Hi,
On 2020-06-11 11:14:02 -0700, Jeff Davis wrote:
> On Thu, 2020-06-11 at 10:45 -0700, Andres Freund wrote:
> > Did you run any performance tests?
>
> Yes, I reproduced your ~12% regression from V12, and this patch nearly
> eliminated it for me.
I spent a fair bit of time looking at the difference. Jeff had let me
know on chat that he was still seeing some difference, but couldn't
quite figure out where that was.
Trying it out myself, I observed that the patch helped, but not that
much. After a bit I found one major reason for why:
LookupTupleHashEntryHash() assigned the hash to pointer provided by the
caller's before doing the insertion. That ended up causing a pipeline
stall (I assume it's store forwarding, but not sure). Moving the
assignment to the caller variable to after the insertion got rid of
that.
It got within 3-4% after that change.
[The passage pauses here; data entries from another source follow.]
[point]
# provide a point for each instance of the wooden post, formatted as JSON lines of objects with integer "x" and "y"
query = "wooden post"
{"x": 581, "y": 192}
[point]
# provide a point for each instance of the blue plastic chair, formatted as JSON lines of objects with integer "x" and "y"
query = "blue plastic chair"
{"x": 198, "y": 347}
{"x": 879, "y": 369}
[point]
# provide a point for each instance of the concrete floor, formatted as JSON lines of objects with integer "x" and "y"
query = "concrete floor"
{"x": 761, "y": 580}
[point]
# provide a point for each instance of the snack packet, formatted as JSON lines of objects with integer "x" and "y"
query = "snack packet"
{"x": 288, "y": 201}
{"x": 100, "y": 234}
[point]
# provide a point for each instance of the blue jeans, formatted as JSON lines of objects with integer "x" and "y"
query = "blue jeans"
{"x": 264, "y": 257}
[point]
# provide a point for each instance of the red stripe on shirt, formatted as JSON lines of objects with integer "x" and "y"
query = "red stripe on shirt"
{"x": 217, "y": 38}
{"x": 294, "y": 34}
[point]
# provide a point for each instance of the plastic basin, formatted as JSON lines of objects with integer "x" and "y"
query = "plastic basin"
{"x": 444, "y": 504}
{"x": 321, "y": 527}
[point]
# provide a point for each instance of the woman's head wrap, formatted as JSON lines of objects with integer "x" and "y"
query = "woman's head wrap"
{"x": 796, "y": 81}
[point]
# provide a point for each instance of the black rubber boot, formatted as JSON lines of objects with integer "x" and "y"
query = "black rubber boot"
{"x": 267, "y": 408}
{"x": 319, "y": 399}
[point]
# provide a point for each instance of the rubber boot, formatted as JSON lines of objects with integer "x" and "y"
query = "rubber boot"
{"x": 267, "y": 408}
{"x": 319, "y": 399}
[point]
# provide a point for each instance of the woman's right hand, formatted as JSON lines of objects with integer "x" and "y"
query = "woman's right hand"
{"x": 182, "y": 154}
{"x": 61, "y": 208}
I did a number of small
microoptimizations that each helped, but didn't get quite get to the
level of 12.
Finally I figured out that that's due to an issue outside of nodeAgg.c
itself:
commit 4cad2534da6d17067d98cf04be2dfc1bda8f2cd0
Author: Tomas Vondra <tomas.vondra@postgresql.org>
Date: 2020-05-31 14:43:13 +0200
Use CP_SMALL_TLIST for hash aggregate
Due to this change we end up with an additional projection in queries
like this:
postgres[212666][1]=# \d fewgroups_many_rows
Table "public.fewgroups_many_rows"
┌────────┬─────────┬───────────┬──────────┬─────────┐
│ Column │ Type │ Collation │ Nullable │ Default │
├────────┼─────────┼───────────┼──────────┼─────────┤
│ cat │ integer │ │ not null │ │
│ val │ integer │ │ not null │ │
└────────┴─────────┴───────────┴──────────┴─────────┘
postgres[212666][1]=# explain SELECT cat, count(*) FROM fewgroups_many_rows GROUP BY 1;
┌───────────────────────────────────────────────────────────────────────────────────────┐
│ QUERY PLAN │
├───────────────────────────────────────────────────────────────────────────────────────┤
│ HashAggregate (cost=1942478.48..1942478.53 rows=5 width=12) │
│ Group Key: cat │
│ -> Seq Scan on fewgroups_many_rows (cost=0.00..1442478.32 rows=100000032 width=4) │
└───────────────────────────────────────────────────────────────────────────────────────┘
(3 rows)
as 'val' is "projected away"..
After neutering the tlist change, Jeff's patch and my changes to it
yield performance *above* v12.
I don't see why it's ok to force an additional projection in the very
common case of hashaggs over a few rows. So I think we need to rethink
4cad2534da6.
Greetings,
Andres Freund